A Lluís Prenafeta, uno de los mentores de Mas, vuelve a vérsele compartiendo mesa con algunos periodistas fieles o apóstoles prácticos en restaurantes céntricos. Creo que sigue impartiendo doctrina y que ahora ha introducido en el vino grandes dosis de resentimiento por aquello de la cárcel, los telediarios, el pantalón que se le caía, etcétera. Su muy baja estatura la compensa con una cabeza de hombre alto y una mirada voraz y retadora. Cuando Prenafeta estaba en la trena hablé con Artur Mas de él. «Me considero amigo suyo y cuando salga de la cárcel seguiré siendo amigo suyo».

Artur Mas es, sin duda, el Moisés catalán. El problema -para los catalanes- es que aún no ha hablado con Dios, pero sí es verdad que entiende mucho de desiertos. Mas conoció el desierto en el Ayuntamiento de Barcelona, cuando reinaba en el mismo el faraón Maragall, y también en el Parlament. Pero es que, además, el presidente de la Generalitat es un enamorado del desierto, del verdadero, del que suele enloquecer o fascinar a los ingleses aventureros. Por eso, cuando cumplió 50 años, su mujer le regaló un viaje al desierto, al sur de Marruecos. En cierta ocasión me dijo que había sido una gran experiencia, pero que no había escuchado en el desierto la voz de Dios.

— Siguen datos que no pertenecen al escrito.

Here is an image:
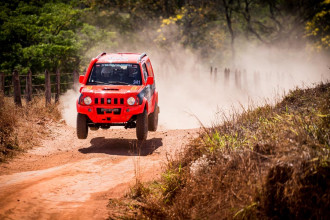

El pasado 11-S hubo una gran manifestación en Barcelona. Y el martes, el presidente de la Generalitat, que a veces sueña -siempre santamente- con la actriz Michelle Pfeiffer, anunció la disolución del Parlament y nuevas elecciones. Ese día, dos horas después, en el claustro gótico del monasterio de Pedralbes, territorio de monjas clarisas, alguien me aseguró que el nuevo Moisés ya no escucha a nadie, que cabalga libre y que ha pasado del trote al galope. Luego, ese mismo personaje, ante el sepulcro de la reina Elisenda de Moncada, me dijo: «Tarradellas se entrevistó con Suárez, el encuentro fue mal, pero al salir dijo que todo había ido muy bien. Mas se entrevistó con Rajoy, la cosa fue mal y al salir dijo que el encuentro había ido mal. Recemos para que lo que resucitó Tarradellas no lo mate Mas».

Al abandonar el monasterio y antes de meterme en un taxi recordé lo que Artur Mas me dijo días antes de que fuera entronizado. «Salir bien de la política, como debe ser, es casi una proeza. Y, desde luego, yo aspiro a salir bien de la política».